Praise for Freeing Charles
“In this magnificently conceived and subtly rendered book, Christianson not only brings to life the men and women of the Underground Railroad as they carry out one of the most dramatic rescues f a fugitive slave on record, he also guides us unflinchingly along the heartbreaking fault line of racial relations that warped life in America – in both the North and South – in the age of slavery.”
– Fergus M. Bordewich, author of Bound for Canaan: The Underground Railroad and the War for the Soul of America.
“Christianson’s beautifully written story of fugitive slave Charles Nalle’s dramatic escape, recapture, and then rescue is one of the long forgotten yet incredibly important events in our nation’s history. Christianson serves up history like a master storyteller: a great dose of drama, tragedy, triumph, love, illicit sex, and a cast of characters that will surprise and delight.”
– Kate Clifford Larson, author of Bound for the Promised Land: Harriet Tubman, Portrait of an American Hero.
Scott Christianson is an award-wining author, investigative reporter, curator, filmmaker and scholar. With a PhD from SUNY Albany, he has taught at Bard College, Rensselaer Polytechnic Institute, Union College and SUNY Albany, and has lectured throughout the United States and abroad.

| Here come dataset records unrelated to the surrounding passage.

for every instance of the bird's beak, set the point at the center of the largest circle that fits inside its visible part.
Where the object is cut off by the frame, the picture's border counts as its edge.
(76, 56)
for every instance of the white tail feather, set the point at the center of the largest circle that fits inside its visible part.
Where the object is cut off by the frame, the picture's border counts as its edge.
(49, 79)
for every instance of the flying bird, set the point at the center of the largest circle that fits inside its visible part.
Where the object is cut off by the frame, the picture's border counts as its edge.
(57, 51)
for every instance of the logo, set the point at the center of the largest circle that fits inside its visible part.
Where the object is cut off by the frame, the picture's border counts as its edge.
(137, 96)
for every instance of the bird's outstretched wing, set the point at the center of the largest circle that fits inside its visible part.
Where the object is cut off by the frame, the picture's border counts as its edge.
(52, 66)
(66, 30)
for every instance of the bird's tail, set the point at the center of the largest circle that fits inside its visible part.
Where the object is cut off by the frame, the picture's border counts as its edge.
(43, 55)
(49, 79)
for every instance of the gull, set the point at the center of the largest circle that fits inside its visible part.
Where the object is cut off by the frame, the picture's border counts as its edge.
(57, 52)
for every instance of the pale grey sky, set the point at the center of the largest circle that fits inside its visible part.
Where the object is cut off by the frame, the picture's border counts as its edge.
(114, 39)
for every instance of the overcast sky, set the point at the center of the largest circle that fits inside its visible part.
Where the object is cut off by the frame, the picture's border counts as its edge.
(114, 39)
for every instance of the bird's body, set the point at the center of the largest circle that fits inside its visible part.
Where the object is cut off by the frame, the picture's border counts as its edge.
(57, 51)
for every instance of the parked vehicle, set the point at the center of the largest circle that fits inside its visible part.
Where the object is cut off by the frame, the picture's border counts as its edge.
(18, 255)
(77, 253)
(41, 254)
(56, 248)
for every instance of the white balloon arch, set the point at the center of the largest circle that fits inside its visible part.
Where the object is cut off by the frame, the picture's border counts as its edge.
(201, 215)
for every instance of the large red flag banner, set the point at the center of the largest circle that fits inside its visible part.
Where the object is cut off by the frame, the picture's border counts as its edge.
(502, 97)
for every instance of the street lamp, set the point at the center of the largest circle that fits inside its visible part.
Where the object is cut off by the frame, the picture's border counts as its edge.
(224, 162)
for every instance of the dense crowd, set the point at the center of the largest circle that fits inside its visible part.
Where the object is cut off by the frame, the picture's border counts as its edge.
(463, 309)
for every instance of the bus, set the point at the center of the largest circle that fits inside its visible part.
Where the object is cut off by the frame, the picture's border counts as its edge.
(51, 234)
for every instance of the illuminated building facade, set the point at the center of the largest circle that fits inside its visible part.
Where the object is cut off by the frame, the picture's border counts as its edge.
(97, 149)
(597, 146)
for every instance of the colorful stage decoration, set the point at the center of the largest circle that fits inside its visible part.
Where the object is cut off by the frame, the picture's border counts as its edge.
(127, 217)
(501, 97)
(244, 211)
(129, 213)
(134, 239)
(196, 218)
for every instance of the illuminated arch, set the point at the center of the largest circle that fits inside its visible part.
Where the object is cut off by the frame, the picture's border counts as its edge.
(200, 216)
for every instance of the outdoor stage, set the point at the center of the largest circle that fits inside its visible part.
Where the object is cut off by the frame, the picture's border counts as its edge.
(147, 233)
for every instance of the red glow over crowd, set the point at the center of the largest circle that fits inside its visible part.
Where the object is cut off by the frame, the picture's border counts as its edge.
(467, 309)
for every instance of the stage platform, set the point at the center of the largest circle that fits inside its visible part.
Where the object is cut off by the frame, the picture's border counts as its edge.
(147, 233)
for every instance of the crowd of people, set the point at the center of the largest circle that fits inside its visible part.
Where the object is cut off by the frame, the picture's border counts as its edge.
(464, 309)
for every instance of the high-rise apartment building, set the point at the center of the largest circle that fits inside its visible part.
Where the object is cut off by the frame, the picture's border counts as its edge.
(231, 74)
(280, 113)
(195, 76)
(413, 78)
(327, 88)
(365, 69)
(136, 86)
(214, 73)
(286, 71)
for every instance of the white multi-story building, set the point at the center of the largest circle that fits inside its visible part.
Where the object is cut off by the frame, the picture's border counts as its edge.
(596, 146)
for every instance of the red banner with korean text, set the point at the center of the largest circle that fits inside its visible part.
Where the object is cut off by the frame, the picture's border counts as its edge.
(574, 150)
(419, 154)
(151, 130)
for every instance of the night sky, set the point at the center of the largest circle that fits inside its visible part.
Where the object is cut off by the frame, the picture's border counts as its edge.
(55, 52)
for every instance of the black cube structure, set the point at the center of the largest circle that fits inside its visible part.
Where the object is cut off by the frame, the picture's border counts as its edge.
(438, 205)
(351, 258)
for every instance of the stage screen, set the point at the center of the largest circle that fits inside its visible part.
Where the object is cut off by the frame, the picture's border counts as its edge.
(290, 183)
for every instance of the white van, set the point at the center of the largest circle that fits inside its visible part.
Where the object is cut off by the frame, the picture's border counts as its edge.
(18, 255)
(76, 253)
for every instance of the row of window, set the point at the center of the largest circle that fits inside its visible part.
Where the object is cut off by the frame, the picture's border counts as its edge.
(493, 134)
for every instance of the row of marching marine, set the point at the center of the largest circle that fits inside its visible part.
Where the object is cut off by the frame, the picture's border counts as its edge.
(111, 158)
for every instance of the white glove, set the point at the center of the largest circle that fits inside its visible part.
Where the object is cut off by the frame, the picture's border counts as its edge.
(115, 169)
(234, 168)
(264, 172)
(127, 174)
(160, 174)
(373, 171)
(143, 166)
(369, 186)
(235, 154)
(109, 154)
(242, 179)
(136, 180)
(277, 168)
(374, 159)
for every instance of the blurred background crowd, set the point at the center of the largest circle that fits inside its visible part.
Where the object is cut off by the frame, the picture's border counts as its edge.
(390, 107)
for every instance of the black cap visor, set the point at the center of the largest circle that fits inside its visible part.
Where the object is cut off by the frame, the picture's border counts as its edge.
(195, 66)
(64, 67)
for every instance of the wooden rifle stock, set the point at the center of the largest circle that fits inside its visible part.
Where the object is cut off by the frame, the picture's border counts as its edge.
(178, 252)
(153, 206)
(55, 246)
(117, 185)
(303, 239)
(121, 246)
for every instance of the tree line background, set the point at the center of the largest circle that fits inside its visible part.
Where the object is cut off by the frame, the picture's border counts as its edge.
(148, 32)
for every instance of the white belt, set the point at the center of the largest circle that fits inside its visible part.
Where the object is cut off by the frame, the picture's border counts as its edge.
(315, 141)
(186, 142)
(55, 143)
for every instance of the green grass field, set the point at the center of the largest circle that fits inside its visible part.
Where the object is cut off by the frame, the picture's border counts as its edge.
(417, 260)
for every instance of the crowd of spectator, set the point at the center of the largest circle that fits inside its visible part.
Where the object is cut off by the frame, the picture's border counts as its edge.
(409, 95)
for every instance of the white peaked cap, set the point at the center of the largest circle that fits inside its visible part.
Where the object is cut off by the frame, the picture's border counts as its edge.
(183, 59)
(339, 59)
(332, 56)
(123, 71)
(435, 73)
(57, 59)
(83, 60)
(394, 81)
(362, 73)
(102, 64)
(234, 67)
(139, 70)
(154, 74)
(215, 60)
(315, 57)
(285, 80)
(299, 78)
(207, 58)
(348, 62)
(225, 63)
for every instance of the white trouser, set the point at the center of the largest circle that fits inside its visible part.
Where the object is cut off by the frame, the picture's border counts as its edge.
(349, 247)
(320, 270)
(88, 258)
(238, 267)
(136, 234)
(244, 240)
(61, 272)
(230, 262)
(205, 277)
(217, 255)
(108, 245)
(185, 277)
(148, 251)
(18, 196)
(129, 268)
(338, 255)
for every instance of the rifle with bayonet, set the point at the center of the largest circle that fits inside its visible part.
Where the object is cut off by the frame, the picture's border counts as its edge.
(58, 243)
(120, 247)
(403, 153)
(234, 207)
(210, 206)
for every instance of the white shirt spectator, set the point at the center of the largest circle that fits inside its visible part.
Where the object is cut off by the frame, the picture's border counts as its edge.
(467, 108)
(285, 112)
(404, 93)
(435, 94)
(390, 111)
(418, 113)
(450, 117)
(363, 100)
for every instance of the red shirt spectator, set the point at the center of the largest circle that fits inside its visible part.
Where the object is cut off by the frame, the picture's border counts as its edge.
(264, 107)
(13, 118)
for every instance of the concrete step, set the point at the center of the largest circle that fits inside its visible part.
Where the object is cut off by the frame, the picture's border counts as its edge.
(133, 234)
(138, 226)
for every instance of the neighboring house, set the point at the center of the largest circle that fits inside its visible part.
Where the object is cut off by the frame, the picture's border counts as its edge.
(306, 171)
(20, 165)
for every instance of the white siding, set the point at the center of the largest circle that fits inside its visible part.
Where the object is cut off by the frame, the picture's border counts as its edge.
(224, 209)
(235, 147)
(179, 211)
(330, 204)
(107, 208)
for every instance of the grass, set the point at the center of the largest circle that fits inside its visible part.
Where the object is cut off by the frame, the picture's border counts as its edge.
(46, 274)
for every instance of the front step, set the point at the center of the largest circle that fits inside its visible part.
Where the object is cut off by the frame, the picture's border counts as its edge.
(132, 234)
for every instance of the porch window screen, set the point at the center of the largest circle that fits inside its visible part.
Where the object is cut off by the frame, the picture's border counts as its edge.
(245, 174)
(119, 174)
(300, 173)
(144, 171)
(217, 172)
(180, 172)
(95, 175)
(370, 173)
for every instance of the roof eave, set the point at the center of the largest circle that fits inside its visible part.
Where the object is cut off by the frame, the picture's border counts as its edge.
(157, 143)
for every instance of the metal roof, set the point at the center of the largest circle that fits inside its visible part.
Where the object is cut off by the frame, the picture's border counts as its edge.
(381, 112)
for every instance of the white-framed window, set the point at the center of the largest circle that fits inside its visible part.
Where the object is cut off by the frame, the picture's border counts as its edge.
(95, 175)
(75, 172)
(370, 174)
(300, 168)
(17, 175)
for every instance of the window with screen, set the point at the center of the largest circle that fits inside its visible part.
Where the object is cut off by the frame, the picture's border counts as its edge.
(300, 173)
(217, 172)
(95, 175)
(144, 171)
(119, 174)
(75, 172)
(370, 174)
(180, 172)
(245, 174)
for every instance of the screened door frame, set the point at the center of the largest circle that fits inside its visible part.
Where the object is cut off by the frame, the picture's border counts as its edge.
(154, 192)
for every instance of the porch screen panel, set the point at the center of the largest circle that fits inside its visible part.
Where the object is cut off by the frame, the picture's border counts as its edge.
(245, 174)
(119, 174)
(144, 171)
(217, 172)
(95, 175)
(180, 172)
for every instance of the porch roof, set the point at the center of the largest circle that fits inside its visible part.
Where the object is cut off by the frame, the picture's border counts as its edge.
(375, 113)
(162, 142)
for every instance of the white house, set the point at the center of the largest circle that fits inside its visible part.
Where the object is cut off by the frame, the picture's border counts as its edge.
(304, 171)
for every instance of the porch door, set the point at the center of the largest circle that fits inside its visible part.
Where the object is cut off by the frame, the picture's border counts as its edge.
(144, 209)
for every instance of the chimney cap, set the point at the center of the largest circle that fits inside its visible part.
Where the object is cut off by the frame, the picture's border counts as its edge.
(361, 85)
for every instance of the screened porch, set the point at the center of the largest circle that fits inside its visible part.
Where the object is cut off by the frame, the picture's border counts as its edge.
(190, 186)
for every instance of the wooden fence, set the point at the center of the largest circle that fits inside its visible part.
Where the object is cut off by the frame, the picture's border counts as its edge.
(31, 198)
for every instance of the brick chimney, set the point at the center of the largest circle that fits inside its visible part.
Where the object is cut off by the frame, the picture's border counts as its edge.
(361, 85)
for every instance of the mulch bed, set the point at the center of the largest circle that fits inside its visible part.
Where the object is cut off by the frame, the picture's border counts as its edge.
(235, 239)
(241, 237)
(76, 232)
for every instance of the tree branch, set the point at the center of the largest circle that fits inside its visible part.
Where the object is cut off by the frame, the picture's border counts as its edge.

Christianson’s many books include: With Liberty for Some: 500 Years of Imprisonment in America (winner of the Robert F. Kennedy Distinguished Honors Book Award); Condemned: Inside the Sing Sing Death House; and Innocent: Inside Wrongful Conviction Cases. His writing has also appeared in the New York Times, the Washington Post, The Nation, the Christian Science Monitor, Newsday, History, and American Legacy.
A staunch supporter of the Sanctuary for Independent Media, Christianson lives in Sand Lake, NY in a house that was once part of the Underground Railroad.
For more information, visit: http://scottchristianson.org
Mark Priest received his Master’s Degree from Yale University and is currently an Associate Professor of Art at the University of Louisville. His series of paintings on the rescue of captured fugitive slave, Charles Nalle, will be on exhibit at the Rensselaer County Historical Society and Russell Sage College in February and March 2010.
On his series of paintings depicting Harriet Tubman, Priest said, “Forever etched in my memory are an infinite number of untold stories of individuals who toiled tirelessly to attain freedom.” And, “I strive to create dramatic compositions to portray the intensity of each moment.”